# How Many Pumilio Babies at 1 Time



## markpulawski (Nov 19, 2004)

So my nancy female was looking a bit haggard over the last 3 - 4 weeks, I knew she was feeding tads so I was not concerned and made sure she got 2 - 3 small meals per day. Well now I know why I as I found the 5th baby she fed out, that's the most I have ever had 1 female Pumilio produce. I am not sure all will live as a couple were pretty thin but no spindly on any of them. It made me wonder if anyone else has gotten that number at one time from 1 female...I seem to remember somebody saying they got 7 but not sure if it was from 1 female. Oh well, off to start more spring tail cultures...


----------



## ShaunO (Jul 21, 2013)

My Vulture Point female raises a LOT of babies. Last batch was 5, and the one before that was 6. More actually morphed out, but there was one or two that did not make it. I actually separated the pair for after the last clutch came out of the broms because I did not want them to burn themselves out.
Good luck with the babies.


----------



## Nismo95 (Jul 30, 2011)

My vulture point pair actually spat out 7 right before I sold them. It was only 1 girl in the viv and that was the largest batch at once she ever gave us. It was usually 2-3 at a time, Maybe it was their final effort to get us to keep them. LOL. I have 6 clutches in their viv at once and counted 23 eggs in total. All were fertile and all turned to tads. Even transported all of them. But only raised the 7. During that entire feeding period she never lost a bit of size to her though.


----------



## cbreon (Apr 25, 2005)

7 is the most Ive ever had from one female, from my spotted eldorado. I've gotten 9 from a 1.2 caucheros, but it took a lot of springs to get them all through the froglet stage. I'd say 3-4 is more typical from most of my Pumilio and 2-3 for escudo.


----------



## markpulawski (Nov 19, 2004)

So I sold a productive pair of Escudo (really stupid...add it to the list) and pulled their juvy's/froglets, so far 10 and counting. This is in a 15" x 20" x 24" tank, I had seen 4 or 5 at a time and knew there were more but never did I dream I would pull 10 out. They are all nicely residing in my 94 corner and I hope there are several females because I still have 3 acclimated male imports waiting for females in another tank.


----------



## Hayden (Feb 4, 2007)

I had a clutch of 9 eggs a few weeks ago from my Rio Teribe pair, but 3 or 4 of them weren't fertilized. The remaining eggs disappeared so I'm hoping she's taking care of at least 5 tads right now. Very odd considering she usually only lays 2-3 at a time.

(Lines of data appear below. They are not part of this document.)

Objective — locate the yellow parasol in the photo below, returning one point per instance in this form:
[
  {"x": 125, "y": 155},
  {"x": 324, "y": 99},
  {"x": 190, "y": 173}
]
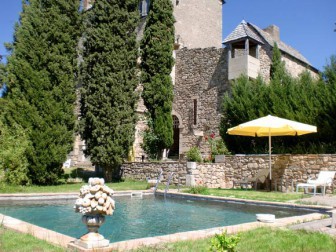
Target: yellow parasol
[{"x": 271, "y": 126}]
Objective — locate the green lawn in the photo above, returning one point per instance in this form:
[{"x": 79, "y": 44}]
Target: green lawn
[
  {"x": 250, "y": 194},
  {"x": 260, "y": 240},
  {"x": 16, "y": 242}
]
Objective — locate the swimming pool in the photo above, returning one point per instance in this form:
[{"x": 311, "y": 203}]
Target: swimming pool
[{"x": 143, "y": 217}]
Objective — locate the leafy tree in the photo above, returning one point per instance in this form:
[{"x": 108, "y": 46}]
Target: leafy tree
[
  {"x": 41, "y": 83},
  {"x": 109, "y": 78},
  {"x": 156, "y": 65}
]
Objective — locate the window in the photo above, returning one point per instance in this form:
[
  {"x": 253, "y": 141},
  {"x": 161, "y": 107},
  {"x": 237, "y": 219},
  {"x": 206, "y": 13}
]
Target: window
[{"x": 144, "y": 7}]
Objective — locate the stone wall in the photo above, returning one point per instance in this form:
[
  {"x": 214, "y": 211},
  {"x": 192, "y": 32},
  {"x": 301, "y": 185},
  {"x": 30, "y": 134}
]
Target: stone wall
[
  {"x": 198, "y": 23},
  {"x": 287, "y": 170},
  {"x": 295, "y": 67},
  {"x": 201, "y": 75}
]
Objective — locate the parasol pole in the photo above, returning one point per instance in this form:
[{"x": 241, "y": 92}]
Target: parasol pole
[{"x": 269, "y": 158}]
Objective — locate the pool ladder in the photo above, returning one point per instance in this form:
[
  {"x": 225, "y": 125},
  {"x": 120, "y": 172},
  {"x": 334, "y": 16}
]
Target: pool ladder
[
  {"x": 158, "y": 181},
  {"x": 168, "y": 182}
]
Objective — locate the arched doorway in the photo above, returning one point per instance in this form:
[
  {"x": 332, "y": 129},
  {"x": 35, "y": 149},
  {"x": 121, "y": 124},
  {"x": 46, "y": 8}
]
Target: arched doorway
[{"x": 174, "y": 149}]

Mark, keep me in mind when those Escudo start breeding. They are definitely high on my list of "must-haves".


----------



## RobertN (Apr 15, 2006)

I got 7 or 8 out of my salt creek. Basti, I commonly get 4-5. Escudo... ok, forget about them.... 3 max.... LOL... I would be impress with anyone get 4 or more....


----------



## markpulawski (Nov 19, 2004)

These were 3 obvious generations, just weird they escaped me...10 escaped me, sad, where's my name tag.


----------



## Spaff (Jan 8, 2011)

At least they didn't escape both you and the tank


----------



## markpulawski (Nov 19, 2004)

Actually since I touched them all, anyone need 10 male Escudo???


----------



## stu&shaz (Nov 19, 2009)

markpulawski said:


> Actually since I touched them all, anyone need 10 male Escudo???


Are you really sure your name isn't Nick ?

Oh soddit 6 RFB.... 5 RH the RH aren't even pums,just bigger, I'm learning ..........it's a hard world bro.

Sorry Mark I know you'll give payback, I just couldn't help this one

best always 

Stu


----------



## Coqui (Jan 17, 2013)

I just got 7 eggs from my Baru, I will be happy if I get one froglet. Lol


----------